Another common ailment of new traders is simply being unrealistic of what is going to happen. Most of us start out with dreams of sitting on a beach, opening our laptop, hitting a few keys on the keyboard, and suddenly making a few thousand dollars. It only takes a couple of trades to see how unlikely that is.
The truth is that you are entering a business. If you had $1,000 to open a business with, how much would you expect to make on that business right away? Would it be reasonable for you to expect to make a consistent living from that small sum? Since you undoubtedly answered “No”, you really shouldn’t expect to make a killing off that $1,000 trading Forex either.

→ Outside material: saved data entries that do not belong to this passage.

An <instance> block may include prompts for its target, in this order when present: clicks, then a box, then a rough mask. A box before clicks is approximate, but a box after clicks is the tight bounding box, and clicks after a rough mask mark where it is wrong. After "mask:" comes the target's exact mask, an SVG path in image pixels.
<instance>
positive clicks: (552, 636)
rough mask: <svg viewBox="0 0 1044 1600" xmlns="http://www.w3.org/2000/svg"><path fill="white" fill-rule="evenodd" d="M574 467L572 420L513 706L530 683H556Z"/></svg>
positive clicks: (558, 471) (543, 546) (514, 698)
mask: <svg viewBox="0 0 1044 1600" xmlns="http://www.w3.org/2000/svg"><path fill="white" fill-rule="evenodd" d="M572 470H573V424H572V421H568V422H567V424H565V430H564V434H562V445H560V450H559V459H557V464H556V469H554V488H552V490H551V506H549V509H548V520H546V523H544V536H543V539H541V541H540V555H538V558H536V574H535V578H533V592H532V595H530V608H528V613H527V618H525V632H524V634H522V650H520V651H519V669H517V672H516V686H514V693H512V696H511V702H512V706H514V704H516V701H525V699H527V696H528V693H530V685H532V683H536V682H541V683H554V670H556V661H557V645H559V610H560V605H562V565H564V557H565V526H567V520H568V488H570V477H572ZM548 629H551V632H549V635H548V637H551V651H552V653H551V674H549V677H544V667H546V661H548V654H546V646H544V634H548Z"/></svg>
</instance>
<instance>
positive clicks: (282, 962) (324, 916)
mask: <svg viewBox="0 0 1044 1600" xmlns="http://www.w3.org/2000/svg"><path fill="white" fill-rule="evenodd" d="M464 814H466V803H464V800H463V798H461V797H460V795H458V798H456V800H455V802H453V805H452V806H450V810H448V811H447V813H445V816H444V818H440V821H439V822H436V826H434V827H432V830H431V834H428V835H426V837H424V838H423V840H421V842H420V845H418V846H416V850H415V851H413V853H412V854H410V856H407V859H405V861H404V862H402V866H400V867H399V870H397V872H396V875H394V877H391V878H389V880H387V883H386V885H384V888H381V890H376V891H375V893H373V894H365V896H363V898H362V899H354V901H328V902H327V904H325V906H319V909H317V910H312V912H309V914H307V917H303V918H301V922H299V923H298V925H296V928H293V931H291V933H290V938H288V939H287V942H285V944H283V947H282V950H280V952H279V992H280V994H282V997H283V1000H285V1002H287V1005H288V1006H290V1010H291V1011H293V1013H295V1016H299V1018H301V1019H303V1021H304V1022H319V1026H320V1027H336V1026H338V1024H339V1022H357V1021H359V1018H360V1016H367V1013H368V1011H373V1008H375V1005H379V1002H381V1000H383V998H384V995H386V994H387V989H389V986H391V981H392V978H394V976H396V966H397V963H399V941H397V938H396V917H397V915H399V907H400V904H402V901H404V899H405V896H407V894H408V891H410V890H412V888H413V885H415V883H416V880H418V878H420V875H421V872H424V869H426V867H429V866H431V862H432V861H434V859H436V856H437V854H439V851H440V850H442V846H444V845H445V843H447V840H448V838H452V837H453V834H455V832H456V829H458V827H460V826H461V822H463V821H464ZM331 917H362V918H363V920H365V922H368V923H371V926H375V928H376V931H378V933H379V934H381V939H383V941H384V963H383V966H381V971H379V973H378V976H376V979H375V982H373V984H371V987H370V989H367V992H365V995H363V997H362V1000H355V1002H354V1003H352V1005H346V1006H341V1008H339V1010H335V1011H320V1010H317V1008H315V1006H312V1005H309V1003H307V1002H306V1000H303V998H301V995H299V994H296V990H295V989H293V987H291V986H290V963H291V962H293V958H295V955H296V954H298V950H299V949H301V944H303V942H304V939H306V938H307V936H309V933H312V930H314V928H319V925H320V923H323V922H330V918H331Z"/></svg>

It will take time to build your balance up, allowing you to trade larger amounts, and make larger profits. With patience and a little common sense, you can get to the point where your profits truly matter.
“Picking it up along the way.”
Seriously, this one is very dangerous. Trading is a skill, and as such, should be treated like one. Most doctors didn’t just “pick it up”, but most Forex traders seem to think they can. You are competing against some of the brightest minds in the world. While you certainly can come out ahead, you need to know what you are doing before you do it! This is just common sense.
Through study, and demo accounts, you can get the experience needed to compete with the larger firms around the world. You do have certain advantages that they don’t, like being able to jump in and out of the market with ease for example. You can learn to use your experience to make money consistently, but it takes time.
While this is similar to having an underfunded account, there are still a large amount of traders that insist on using all of the leverage they can. The lure of large gains is simply too much for them to ignore, but they don’t seem to think about the losses waiting to happen.
Being far too overconfident
While being confident isn’t a bad thing, it can go too far. Maybe your last trade made a large amount for you. If that’s the case, you should be happy, but it doesn’t make you bulletproof. Some traders will take a string of wins as a signal to start trading with large positions.
This can really hurt you, because one large trade that goes wrong can wipe out several of your normal sized wins. A loss can come at any time, and successful traders will actually trades like it is likely.
Having no plan
A successful forex trader will have a trading plan. Period. You cannot just trade ‘off the cuff” and expect to make reasonable decisions. A trading system as part of your plan can go a long, long way towards becoming profitable. You need to know what to do in various market conditions. A trading plan will help you with that.